Testing Initial Leakage Resistance of Bentonite Waterproofing: An Exploratory Study

Background

Bentonite is a naturally occurring material with a well established property—expansion in the presence of water. When the expansion is sufficiently confined, hydrated bentonite forms a dense layer that stops the passage of liquid water.

Traditionally, bentonite waterproofing panels have consisted of granular bentonite laminated between layers of kraft paper, in a product with the appearance of corrugated cardboard. In newer products, bentonite is incorporated in a composite sheet that is shipped in rolls and can be cut as required and fastened in place. These composite sheets are often faced with a layer of impermeable plastic sheeting such as high-density polyethylene (HDPE) or a geomembrane. In some products there is a protective layer added for materials that are intended to have concrete placed against them.

The laps of bentonite sheets are typically not sealed during construction; they are intended to be self-sealing. The confined bentonite is presumed to expand and seal against the impermeable plastic sheet facing at the lap. Depending on the product and its application, manufacturers required lap widths that vary from 38 mm (1-1/2 in.) to 15 mm (6 in.). One of the aspects of bentonite that this study explores is the effect of varying the lap dimension.

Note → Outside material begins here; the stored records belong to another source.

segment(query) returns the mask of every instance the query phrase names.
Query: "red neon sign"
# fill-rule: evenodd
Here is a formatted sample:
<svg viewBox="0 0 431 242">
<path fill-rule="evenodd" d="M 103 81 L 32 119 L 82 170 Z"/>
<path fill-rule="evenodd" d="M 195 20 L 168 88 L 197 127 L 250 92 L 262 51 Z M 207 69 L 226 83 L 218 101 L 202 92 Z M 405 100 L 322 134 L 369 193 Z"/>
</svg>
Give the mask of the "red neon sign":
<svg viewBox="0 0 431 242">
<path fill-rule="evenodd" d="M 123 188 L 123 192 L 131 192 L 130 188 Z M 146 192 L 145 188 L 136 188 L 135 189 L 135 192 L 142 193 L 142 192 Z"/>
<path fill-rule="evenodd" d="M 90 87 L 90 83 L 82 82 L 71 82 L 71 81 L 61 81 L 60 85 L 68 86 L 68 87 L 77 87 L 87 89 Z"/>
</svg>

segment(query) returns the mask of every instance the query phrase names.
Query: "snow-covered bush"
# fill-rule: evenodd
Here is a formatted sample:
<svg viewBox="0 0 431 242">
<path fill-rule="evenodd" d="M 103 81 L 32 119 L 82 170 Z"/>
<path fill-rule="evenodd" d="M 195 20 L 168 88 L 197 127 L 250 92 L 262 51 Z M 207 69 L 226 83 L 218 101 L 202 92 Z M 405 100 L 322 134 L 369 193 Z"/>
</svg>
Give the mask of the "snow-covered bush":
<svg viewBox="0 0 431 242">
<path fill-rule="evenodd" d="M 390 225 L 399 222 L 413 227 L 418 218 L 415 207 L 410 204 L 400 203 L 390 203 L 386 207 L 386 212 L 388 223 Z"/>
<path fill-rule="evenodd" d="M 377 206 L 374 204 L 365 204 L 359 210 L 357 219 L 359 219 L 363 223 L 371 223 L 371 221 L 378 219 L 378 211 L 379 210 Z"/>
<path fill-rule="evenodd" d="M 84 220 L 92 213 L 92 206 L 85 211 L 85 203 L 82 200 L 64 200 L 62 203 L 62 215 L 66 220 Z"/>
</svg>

If bentonite is not confined, leakage can occur. This study explores the degree to which variations in the confinement of hydrating bentonite affects its performance. For example, it is reasonable to expect excellent confinement when bentonite is placed over a relatively smooth structural slab and is then covered with a concrete topping slab, which is typically at least 76 mm (3 in.) or 102 mm (4 in.) thick. The placement and finishing of the topping slab, in addition to its weight, assures that the bentonite is uni­formly confined where it is covered by the topping slab.

Applications on walls present more of a challenge to achieving uniform and lasting confinement. In positive side applications, bentonite is fastened to a below-grade wall and then back-fill is installed. Bentonite manufacturers specify a minimum degree of compaction for backfill, but possible future settle­ment of soil may alter the bentonite confinement resulting in possible leakage.

Even more challenging is the use of bentonite in positive-side, blind applications. The bentonite is attached to a retaining wall, which may have an irregular surface. For example, with walls consisting of steel piers and wood lagging boards, there is an offset in the plane of the wall between piers and boards, and there may be an offset between boards depending on the presence of cupping or bowing of the lumber. During the life of a building, wood lagging boards may decay and allow some change from the original confinement of the bentonite. In some cases, retaining walls are covered with drainage composite boards which ought to be interlocked at edges but are sometimes installed overlapped at the edges. The practice of overlapping drainage boards results in an offset equal to the thickness of the drainage composite board, which may be in the range of 6.4 mm (1/4 in.) to 25 mm (1 in.) thick. The concrete wall is expected to provide confinement on its side of the bentonite waterproofing; however, placement of concrete can result in undetected rock-pockets or voids that result in localized lack of confinement.